Book of the Year Three Thousand

My "epic" poem, Book of the Year Three Thousand, was written somewhere between 1969, when I began work on Book I, and 1973, when I completed Book II. All told, both books constitute over 80 legal sized, typewritten, single spaced pages. Eager to disseminate my work, yet distrustful of the usual venues, I figured out a way to squeeze all 40 odd pages of Book I onto a single poster-size sheet, possibly the only "book" ever printed complete on one page. Shortly after, it was reissued, using the same master photo, on a single page of the avant-garde music journal Source.


In December of 1972, shortly after the poster was printed, a friend and I drove to New York,  the two of us taking turns reading all of Book I at the Kitchen, an institution devoted to installation and performance art. It took about three hours. A few months later this performance was the subject of an enthusiastic essay in the Village Voice by music critic Tom Johnson.
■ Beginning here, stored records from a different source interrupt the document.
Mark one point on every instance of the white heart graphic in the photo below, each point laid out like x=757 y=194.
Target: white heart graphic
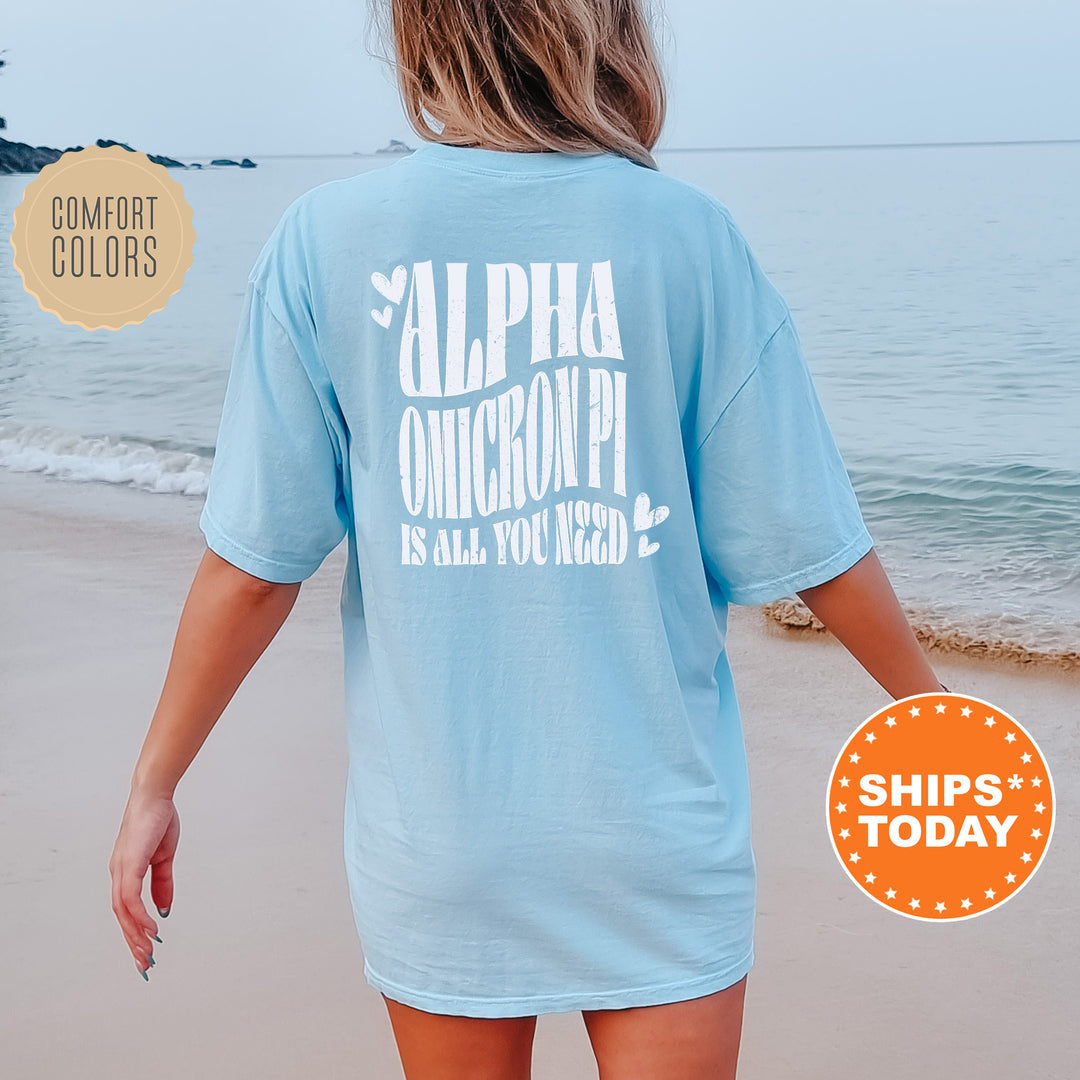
x=645 y=518
x=392 y=288
x=644 y=548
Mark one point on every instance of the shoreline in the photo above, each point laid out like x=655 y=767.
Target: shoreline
x=259 y=956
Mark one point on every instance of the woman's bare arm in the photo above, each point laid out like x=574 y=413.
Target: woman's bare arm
x=862 y=611
x=228 y=620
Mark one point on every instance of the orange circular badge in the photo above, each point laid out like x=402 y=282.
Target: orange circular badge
x=103 y=237
x=941 y=807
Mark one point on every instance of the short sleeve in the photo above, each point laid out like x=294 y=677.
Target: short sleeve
x=774 y=505
x=274 y=505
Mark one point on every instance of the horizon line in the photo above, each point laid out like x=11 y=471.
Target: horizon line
x=734 y=149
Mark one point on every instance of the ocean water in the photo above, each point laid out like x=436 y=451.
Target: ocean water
x=935 y=292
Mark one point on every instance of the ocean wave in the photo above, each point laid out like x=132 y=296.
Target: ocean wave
x=103 y=458
x=990 y=636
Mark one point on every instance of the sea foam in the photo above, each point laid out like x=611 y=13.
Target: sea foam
x=104 y=458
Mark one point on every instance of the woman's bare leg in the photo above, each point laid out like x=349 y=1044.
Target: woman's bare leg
x=686 y=1040
x=433 y=1047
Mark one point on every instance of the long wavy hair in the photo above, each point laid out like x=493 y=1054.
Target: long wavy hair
x=572 y=76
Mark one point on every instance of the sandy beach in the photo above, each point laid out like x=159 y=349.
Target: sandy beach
x=259 y=971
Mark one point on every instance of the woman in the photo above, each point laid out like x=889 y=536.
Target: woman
x=563 y=419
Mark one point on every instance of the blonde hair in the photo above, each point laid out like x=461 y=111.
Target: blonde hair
x=572 y=76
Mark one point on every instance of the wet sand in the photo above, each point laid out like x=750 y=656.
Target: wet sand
x=259 y=971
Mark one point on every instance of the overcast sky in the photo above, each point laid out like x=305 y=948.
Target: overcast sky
x=211 y=77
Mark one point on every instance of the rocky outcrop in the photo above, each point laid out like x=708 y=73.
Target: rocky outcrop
x=23 y=158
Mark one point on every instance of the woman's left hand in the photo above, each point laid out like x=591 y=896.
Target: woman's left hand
x=147 y=840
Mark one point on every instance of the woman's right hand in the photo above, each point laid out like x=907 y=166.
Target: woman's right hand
x=147 y=840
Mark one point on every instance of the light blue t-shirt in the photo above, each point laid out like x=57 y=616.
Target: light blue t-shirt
x=562 y=418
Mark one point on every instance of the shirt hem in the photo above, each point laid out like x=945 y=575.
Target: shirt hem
x=532 y=1006
x=815 y=575
x=250 y=562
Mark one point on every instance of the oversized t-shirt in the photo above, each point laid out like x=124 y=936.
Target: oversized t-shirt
x=563 y=419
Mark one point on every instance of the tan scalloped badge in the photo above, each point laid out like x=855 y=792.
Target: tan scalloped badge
x=103 y=238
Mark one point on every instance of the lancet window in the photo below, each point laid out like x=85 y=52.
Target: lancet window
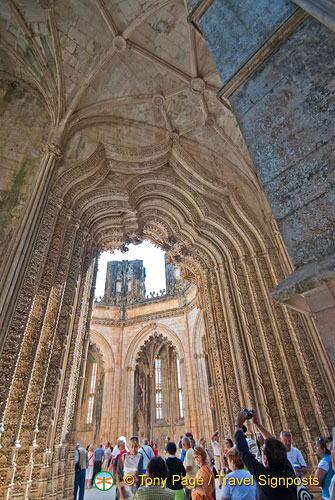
x=92 y=391
x=158 y=381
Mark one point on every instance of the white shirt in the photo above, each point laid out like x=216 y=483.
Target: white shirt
x=216 y=448
x=295 y=457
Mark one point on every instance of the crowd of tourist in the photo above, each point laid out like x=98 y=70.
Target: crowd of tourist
x=264 y=468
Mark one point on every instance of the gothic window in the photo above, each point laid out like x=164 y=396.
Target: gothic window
x=158 y=381
x=92 y=391
x=180 y=393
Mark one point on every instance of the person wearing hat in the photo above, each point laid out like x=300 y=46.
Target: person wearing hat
x=81 y=465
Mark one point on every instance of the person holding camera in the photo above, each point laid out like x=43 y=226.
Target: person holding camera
x=273 y=477
x=217 y=454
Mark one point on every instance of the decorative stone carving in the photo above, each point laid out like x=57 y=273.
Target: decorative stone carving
x=197 y=86
x=119 y=43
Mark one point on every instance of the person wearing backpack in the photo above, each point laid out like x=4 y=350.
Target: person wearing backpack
x=147 y=453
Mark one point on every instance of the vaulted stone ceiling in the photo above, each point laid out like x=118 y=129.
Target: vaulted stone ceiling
x=130 y=88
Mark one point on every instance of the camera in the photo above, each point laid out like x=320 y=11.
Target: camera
x=248 y=412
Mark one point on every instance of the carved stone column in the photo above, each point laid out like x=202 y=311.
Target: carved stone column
x=19 y=252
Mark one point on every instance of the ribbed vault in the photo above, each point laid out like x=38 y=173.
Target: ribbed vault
x=140 y=147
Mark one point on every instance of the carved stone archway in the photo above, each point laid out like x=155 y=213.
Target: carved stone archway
x=139 y=148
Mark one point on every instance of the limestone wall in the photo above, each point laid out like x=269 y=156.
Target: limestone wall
x=24 y=126
x=286 y=113
x=119 y=343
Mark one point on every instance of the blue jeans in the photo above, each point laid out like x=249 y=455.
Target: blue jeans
x=79 y=481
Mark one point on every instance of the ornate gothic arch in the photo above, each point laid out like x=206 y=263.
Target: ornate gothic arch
x=144 y=334
x=184 y=181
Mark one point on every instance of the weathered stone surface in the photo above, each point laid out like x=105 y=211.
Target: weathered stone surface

With respect to my little essay, recently posted here under the title, Why I Write Such Excellent Poems, I should make it clear that the process for achieving "excellence," as described therein, does not apply to Book of the Year Three Thousand. Whereas most of my poetry, like just about everything I write, is subject to a continual process of revaluation and rewriting, over and over, until I get everything "just right," Book was written spontaneously, word by word, just as the words spilled out of my typewriter onto the page. And I never (or very rarely) looked back. There was no effort to rewrite in order to achieve "excellence," because, as I then saw it, and still see it today, the standard in this work is entirely different. While writing it I could have cared less whether every single word or every single line was as perfectly chosen and perfectly placed as possible. What counted most was the spontaneous flow of language, guided by a kind of free association not too far removed from the "automatic writing" of the surrealists. Only, unlike the surrealists, I did not go into anything like a trance when writing it. My mind was clear and I was, at every point, making rational decisions. I knew what I wanted, but did not always know where I was going. And if that sounds confusing, I suppose it is, sorry. In any case, this work is far from "excellent" in the usual sense, and cannot be evaluated according to the usual standards. It's not so much a poem as a kind of verbal tsunami, designed to disarm and overwhelm.

Book of the Year Three Thousand is one of my most ambitious works, and is among those that most satisfy me still. It was the inspiration for a film of the same name, and also an ambitious orchestral work, titled Great March Across the Plain. Two pages have already been posted here, and I plan to post more in future.